= William Walls =

Scottish lawyer, industrialist and Dean of Guild of Glasgow

William Walls, Bailie caricature, 1874.

William Walls (2 August 1819 – 27 September 1893) was a Scottish lawyer, industrialist and Dean of Guild of Glasgow.

The son of John Walls and Elizabeth (née Flett), he was born in Kirkwall, Orkney, and trained as a lawyer in Edinburgh before founding whale oil merchants and refiners William Walls & Co in 1847, in Glasgow. Walls served as a town councilor of Glasgow from 1868 to 1886, latterly acting as Treasurer. He is credited as helping to secure the post of Town Clerk for his fellow Orcadian Sir James David Marwick who was to largely influence and direct the lines of Glasgow's development in the second half of the 19th century. Walls was instrumental in developing Loch Katrine as a reservoir to provide clean water for Glasgow's burgeoning population and, among other awards, was presented with a medal by the corporation and citizens in recognition of his services in 1859. He was appointed Dean of Guild of Glasgow in 1887 and continued in this position until his retirement in 1889.

His company, William Walls & Co, played an instrumental role in the substantial growth of Glasgow as one of Britain's leading industrial cities and by the 1860s was a major local employer. The Maryhill works grew exponentially and this sometimes brought Walls into conflict with early anti-pollution legislation. In 1874 he was charged with contravening the smoke section of the Glasgow Police Act 1862 (25 & 26 Vict. c. cciv), but the case was later dismissed. A caricature in The Bailie portrays Walls comforting a policeman seemingly overcome by the effects of smoke-inhalation, an image which is also strongly redolent of his power and influence as a leading industrialist and burgh councilor.

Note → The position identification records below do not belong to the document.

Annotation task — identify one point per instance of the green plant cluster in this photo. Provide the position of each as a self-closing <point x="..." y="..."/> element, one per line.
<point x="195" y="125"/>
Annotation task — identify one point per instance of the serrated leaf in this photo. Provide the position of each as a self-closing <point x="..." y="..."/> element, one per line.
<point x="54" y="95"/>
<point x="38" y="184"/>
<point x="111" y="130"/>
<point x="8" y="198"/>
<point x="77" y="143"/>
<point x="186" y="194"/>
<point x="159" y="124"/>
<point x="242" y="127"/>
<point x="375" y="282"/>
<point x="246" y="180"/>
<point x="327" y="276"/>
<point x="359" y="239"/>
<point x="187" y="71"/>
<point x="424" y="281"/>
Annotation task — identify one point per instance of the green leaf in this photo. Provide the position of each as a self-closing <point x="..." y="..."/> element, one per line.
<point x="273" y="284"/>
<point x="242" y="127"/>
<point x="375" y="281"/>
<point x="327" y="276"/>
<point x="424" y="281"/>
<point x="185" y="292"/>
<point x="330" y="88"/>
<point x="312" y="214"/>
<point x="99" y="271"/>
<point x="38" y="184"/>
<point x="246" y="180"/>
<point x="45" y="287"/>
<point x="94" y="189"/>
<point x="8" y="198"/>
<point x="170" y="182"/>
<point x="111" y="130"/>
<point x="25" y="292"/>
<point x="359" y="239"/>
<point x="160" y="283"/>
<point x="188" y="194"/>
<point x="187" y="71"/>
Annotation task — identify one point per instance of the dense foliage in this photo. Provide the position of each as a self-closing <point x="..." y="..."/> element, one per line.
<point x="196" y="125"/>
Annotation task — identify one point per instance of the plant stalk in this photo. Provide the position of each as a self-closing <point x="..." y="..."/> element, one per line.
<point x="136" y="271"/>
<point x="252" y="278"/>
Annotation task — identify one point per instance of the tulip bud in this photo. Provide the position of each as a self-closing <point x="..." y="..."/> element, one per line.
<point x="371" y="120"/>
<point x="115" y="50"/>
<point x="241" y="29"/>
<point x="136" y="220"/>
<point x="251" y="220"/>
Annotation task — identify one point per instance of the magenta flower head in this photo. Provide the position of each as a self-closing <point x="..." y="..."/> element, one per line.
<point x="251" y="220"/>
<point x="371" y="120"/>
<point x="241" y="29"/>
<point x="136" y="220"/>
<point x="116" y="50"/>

Walls married Sarah Cole, daughter of Thomas Cole, in 1847, and was succeeded as senior partner of William Walls & Co in 1889 by his eldest son William Andrew Walls. Walls Street in Glasgow is named after him.

== Sources ==
- Memoir of Sir James David Marwick, John Gray McKendrick, 1909.
- The Lord Provosts of Glasgow from 1833 to 1902, John Tweed, 1902.